Escaping North Korea’s restaurants

Steven Borowiec

One night in Yangon I sat eating kimchi amid a clatter of traditional Korean music. In a small performance area at the front of the restaurant, several young, slender North Korean women jubilated with South Korean businessmen. They struck an uneven harmony singing the Korean classic “Arirang.”

Every night, scenes such as this play out in cities across Asia, where North Korea operates restaurants that serve standard North Korean dishes alongside musical entertainment, with waitresses in traditional garb singing and dancing in unison. For the government in Pyonygang, the restaurants are a source of sorely needed foreign currency. For patrons, they are a way of experiencing a little bit of a reclusive country.

The young woman serving our table was clever and attentive. With her large eyes and narrow jawline, she embodied customary Korean standards of beauty. She was among the small minority of North Koreans who are fortunate enough to have an opportunity to see some of the world outside their country. The North Korean government ships thousands of workers overseas for what is effectively slave labor in restaurants or mines or construction sites. Though the North Korean government takes much of their wages, the jobs still confer a relatively high standard of living and a certain prestige once the workers return home.

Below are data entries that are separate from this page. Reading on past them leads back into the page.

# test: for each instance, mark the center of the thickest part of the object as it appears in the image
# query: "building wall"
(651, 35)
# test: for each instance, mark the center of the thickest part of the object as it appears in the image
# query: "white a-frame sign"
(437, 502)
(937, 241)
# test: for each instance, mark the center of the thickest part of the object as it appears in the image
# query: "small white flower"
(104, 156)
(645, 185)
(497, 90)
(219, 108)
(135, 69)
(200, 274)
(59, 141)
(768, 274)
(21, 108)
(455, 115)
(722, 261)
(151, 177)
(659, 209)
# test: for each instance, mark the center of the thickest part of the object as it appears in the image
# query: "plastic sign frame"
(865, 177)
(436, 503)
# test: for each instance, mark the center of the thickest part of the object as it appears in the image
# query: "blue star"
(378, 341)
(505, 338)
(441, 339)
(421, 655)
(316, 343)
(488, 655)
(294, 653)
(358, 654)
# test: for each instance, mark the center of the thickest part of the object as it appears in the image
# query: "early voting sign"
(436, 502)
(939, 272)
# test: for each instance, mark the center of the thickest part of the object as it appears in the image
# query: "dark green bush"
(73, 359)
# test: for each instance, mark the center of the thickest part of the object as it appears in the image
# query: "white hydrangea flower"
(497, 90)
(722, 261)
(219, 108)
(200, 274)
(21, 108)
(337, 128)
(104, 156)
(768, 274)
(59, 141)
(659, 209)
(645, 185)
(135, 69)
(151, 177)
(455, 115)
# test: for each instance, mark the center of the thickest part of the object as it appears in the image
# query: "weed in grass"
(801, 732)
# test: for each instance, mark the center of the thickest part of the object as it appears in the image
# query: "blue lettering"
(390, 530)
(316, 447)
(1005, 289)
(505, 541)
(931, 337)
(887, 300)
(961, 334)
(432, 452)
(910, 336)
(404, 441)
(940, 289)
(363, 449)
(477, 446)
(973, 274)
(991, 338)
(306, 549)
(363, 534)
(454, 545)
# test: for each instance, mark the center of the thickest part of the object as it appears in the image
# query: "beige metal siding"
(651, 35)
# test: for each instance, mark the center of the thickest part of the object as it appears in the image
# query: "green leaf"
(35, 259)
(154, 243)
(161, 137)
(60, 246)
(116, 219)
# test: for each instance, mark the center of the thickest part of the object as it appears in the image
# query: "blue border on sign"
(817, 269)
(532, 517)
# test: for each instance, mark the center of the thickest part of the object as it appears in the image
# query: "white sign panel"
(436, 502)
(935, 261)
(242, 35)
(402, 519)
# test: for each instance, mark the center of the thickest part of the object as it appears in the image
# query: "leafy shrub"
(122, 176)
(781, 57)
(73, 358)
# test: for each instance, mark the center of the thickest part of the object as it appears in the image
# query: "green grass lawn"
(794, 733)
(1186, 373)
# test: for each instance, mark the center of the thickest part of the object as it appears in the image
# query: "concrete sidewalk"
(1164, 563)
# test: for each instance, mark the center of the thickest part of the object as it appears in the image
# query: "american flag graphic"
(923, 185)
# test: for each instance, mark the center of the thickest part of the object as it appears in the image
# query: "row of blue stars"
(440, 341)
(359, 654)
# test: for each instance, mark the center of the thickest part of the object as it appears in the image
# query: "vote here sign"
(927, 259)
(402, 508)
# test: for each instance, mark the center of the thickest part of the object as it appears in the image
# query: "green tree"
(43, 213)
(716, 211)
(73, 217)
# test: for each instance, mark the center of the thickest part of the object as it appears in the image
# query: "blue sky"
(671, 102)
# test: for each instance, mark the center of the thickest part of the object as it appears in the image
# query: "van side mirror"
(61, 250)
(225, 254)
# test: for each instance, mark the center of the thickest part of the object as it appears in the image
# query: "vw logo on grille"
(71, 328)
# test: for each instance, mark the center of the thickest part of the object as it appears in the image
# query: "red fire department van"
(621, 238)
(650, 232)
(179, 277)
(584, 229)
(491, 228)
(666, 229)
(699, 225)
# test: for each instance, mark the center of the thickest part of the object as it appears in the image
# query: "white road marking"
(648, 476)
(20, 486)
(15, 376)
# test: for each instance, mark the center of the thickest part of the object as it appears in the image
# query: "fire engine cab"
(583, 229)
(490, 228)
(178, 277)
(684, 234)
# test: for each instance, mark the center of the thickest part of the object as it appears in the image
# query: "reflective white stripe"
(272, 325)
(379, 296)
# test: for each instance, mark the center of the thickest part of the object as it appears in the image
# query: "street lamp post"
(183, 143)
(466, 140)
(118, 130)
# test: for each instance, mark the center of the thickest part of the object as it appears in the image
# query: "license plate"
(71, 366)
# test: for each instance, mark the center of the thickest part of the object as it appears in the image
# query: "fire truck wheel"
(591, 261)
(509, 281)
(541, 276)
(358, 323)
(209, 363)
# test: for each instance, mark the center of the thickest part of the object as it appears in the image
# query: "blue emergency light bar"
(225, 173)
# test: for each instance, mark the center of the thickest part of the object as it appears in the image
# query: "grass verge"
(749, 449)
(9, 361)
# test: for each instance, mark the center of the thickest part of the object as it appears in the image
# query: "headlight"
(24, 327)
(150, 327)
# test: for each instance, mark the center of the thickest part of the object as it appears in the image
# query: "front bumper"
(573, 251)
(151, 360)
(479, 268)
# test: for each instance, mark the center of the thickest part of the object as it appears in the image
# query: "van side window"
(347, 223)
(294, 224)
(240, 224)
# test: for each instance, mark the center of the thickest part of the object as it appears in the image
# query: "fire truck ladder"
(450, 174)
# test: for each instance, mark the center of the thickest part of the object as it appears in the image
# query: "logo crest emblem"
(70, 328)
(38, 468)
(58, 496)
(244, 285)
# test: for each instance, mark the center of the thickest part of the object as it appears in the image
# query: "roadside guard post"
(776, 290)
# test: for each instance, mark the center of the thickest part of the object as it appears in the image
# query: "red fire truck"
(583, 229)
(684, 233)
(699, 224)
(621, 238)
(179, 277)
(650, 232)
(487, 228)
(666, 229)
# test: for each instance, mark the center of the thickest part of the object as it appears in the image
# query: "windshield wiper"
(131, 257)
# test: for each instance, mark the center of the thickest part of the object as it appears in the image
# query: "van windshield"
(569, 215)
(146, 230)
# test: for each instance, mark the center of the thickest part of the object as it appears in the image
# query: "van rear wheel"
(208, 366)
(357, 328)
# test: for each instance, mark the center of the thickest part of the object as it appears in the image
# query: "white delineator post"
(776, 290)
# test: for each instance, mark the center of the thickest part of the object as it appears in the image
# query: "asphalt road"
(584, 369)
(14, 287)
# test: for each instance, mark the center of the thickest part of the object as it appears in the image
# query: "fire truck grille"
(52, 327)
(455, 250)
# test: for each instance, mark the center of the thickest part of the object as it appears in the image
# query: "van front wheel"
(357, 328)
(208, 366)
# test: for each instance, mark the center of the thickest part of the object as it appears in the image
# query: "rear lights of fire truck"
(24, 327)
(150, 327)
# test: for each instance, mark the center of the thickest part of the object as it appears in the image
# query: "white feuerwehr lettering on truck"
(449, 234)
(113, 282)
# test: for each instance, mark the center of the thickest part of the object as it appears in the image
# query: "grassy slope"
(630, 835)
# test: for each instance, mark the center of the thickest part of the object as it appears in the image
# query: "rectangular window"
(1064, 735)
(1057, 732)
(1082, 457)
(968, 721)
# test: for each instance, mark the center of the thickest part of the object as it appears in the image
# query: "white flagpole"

But not all return. Some want more than a few years of overseas servitude and don’t return home. Early in April, a group of 13 workers from a restaurant in the Chinese city of Ningbo defected en masse to South Korea. In an unusual move, the South Korean government held a Friday afternoon press conference to announce the arrival of the 13 defectors, who had left China in a hurry and arrived in South Korea via a country in southeast Asia.

The announcement came several days before South Koreans voted in parliamentary elections, and it didn’t take long for cynics to point out the suspiciousness of the timing. The ruling Saenuri Party, perhaps sensing the electoral defeat that was to come, may have been groping for some news that might give them a boost at the ballot box.

The government implied that the defection was an outcome of sanctions Seoul had enacted on North Korea as punishment for Pyongyang’s most recent nuclear and missile tests. Along with tightening restrictions on North Korea’s ability to do business abroad, South Korea had urged its citizens to stay out of North Korean restaurants while overseas, arguing that the revenue from the restaurants goes to funding weapons that threaten South Korea’s security. Mainstream South Korean media outlets ran stories with unnamed government sources whose comments suggested that the restaurant in Ningbo had been unable to meet its remittance target, and that’s why the staff had fled. Other, more critical, media reports contended that South Korean intelligence agents had facilitated the group defection, so that it could be announced in time for the elections.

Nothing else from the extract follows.